The benefits of community gardens for individuals and communities are well known. First, gardens play a significant role in the wellbeing of communities, particularly in an urban context.
‘Research confirms that community gardens can play a significant role in enhancing the physical, emotional and spiritual well-being necessary to build healthy and socially sustainable communities’ (Thompson, Corkery & Judd 2007).
Secondly, community gardens have an impact on real estate values: ‘the opening of a community garden has a statistically significant positive impact on residential properties within [300 metres] of the garden, and that the impact increases over time’ (Been & Voicu 2006).
And thirdly, community gardens transform neglected open spaces: ‘Neglected vacant lots in the modern urban setting pose great hazards to community life.

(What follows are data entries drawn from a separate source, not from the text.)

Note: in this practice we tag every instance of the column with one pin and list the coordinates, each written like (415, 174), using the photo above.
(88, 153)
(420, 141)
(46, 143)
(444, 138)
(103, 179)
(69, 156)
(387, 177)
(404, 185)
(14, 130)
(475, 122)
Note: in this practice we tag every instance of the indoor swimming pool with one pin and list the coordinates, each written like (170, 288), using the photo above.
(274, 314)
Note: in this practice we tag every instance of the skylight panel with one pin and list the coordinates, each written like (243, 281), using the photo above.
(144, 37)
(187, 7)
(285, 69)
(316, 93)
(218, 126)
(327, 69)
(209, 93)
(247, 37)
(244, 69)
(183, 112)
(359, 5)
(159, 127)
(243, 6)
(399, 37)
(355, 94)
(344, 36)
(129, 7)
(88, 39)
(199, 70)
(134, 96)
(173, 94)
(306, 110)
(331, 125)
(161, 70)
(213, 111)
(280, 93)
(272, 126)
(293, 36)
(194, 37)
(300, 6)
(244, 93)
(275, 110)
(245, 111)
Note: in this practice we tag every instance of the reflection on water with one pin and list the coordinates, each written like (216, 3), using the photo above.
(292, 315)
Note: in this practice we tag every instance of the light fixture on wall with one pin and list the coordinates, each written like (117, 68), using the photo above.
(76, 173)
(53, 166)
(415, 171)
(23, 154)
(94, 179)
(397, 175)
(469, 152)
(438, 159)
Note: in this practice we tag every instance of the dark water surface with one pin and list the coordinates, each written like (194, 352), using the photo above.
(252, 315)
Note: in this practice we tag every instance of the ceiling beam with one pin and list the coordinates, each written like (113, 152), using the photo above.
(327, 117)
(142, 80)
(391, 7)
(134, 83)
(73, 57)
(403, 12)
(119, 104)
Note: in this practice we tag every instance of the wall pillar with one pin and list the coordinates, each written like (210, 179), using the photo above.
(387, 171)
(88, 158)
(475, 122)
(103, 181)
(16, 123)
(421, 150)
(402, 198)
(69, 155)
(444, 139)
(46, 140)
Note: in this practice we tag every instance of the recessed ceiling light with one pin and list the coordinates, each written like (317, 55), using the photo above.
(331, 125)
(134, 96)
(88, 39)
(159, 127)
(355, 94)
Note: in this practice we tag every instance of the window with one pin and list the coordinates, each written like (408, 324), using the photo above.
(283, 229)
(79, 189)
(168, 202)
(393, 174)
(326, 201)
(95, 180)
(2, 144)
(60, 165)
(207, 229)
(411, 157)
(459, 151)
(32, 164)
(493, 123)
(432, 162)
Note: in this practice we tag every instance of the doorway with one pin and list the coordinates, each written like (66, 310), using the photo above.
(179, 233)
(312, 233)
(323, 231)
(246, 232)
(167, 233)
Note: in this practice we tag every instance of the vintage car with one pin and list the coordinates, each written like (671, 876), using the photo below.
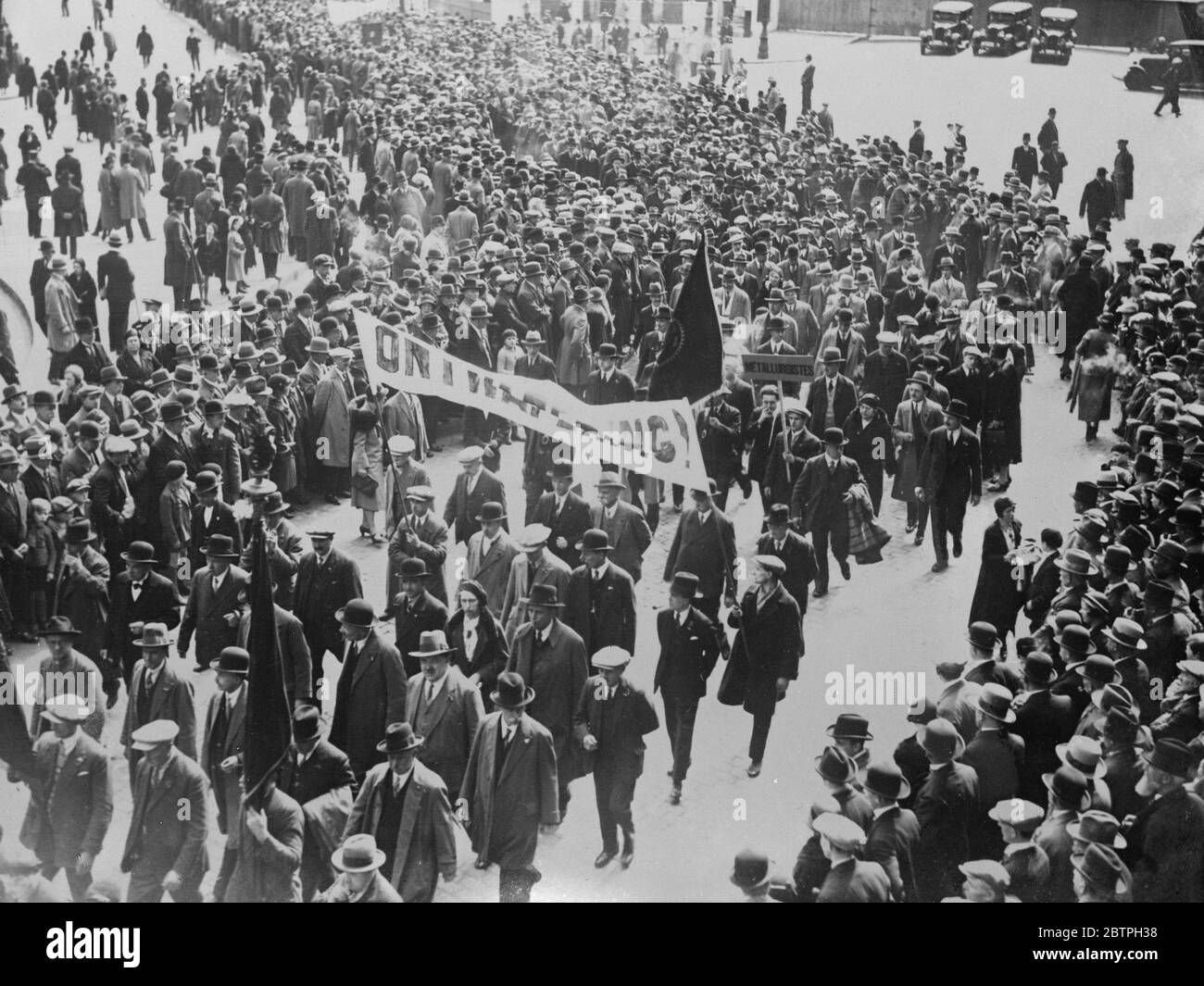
(1008, 29)
(952, 23)
(1054, 37)
(1147, 72)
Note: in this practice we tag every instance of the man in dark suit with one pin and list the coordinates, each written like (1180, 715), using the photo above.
(473, 488)
(326, 581)
(607, 384)
(818, 502)
(165, 845)
(115, 280)
(67, 822)
(404, 805)
(894, 833)
(1043, 720)
(689, 652)
(794, 549)
(612, 718)
(417, 612)
(371, 692)
(137, 596)
(444, 708)
(601, 597)
(624, 525)
(950, 473)
(211, 517)
(705, 543)
(565, 513)
(944, 808)
(318, 777)
(834, 397)
(1166, 838)
(215, 604)
(509, 790)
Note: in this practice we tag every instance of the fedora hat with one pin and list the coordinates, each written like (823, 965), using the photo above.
(1100, 866)
(940, 740)
(1097, 828)
(750, 869)
(400, 738)
(850, 726)
(1084, 754)
(995, 701)
(359, 854)
(834, 765)
(357, 613)
(432, 643)
(219, 547)
(80, 532)
(886, 780)
(543, 593)
(510, 693)
(1078, 562)
(1068, 785)
(232, 660)
(139, 553)
(492, 511)
(155, 634)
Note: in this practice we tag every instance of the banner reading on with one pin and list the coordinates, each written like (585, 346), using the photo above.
(657, 438)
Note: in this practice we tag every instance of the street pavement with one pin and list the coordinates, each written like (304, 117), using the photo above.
(892, 617)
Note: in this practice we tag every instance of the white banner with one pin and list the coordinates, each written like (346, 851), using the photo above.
(341, 11)
(658, 440)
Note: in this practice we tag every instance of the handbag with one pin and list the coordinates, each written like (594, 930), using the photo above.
(364, 483)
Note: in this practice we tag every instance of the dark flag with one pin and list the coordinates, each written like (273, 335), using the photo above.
(691, 360)
(269, 717)
(16, 746)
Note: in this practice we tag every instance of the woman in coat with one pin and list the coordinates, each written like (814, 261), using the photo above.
(765, 656)
(998, 595)
(481, 654)
(283, 420)
(871, 444)
(1000, 418)
(236, 253)
(109, 217)
(84, 287)
(368, 454)
(135, 364)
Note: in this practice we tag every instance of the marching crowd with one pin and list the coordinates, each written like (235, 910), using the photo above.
(545, 227)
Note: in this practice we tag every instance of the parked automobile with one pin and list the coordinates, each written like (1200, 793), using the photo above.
(1055, 35)
(952, 24)
(1008, 29)
(1147, 72)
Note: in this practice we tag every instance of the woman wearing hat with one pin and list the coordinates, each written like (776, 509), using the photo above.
(476, 634)
(765, 656)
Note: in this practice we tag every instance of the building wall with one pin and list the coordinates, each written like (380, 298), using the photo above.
(1120, 23)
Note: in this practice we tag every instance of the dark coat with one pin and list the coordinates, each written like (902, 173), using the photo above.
(891, 842)
(376, 697)
(997, 596)
(509, 801)
(414, 619)
(205, 614)
(687, 654)
(944, 808)
(570, 524)
(558, 672)
(320, 593)
(602, 614)
(619, 725)
(767, 645)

These lots, which host criminal behavior, accumulate trash, and create various health risks, epitomize the frustration and despair nearby residents often feel…Despite the prevalence of vacant land and the reality of urban blight, many communities have been successful in transforming these dangerous urban spaces into thriving community gardens’ (Schukoske, 2000).
Community gardens help people learn how to grow, harvest and prepare organic food. Community gardens let people who don’t have a garden grow their own healthy produce. Experienced members share their knowledge and skills in a fun, sociable and friendly environment.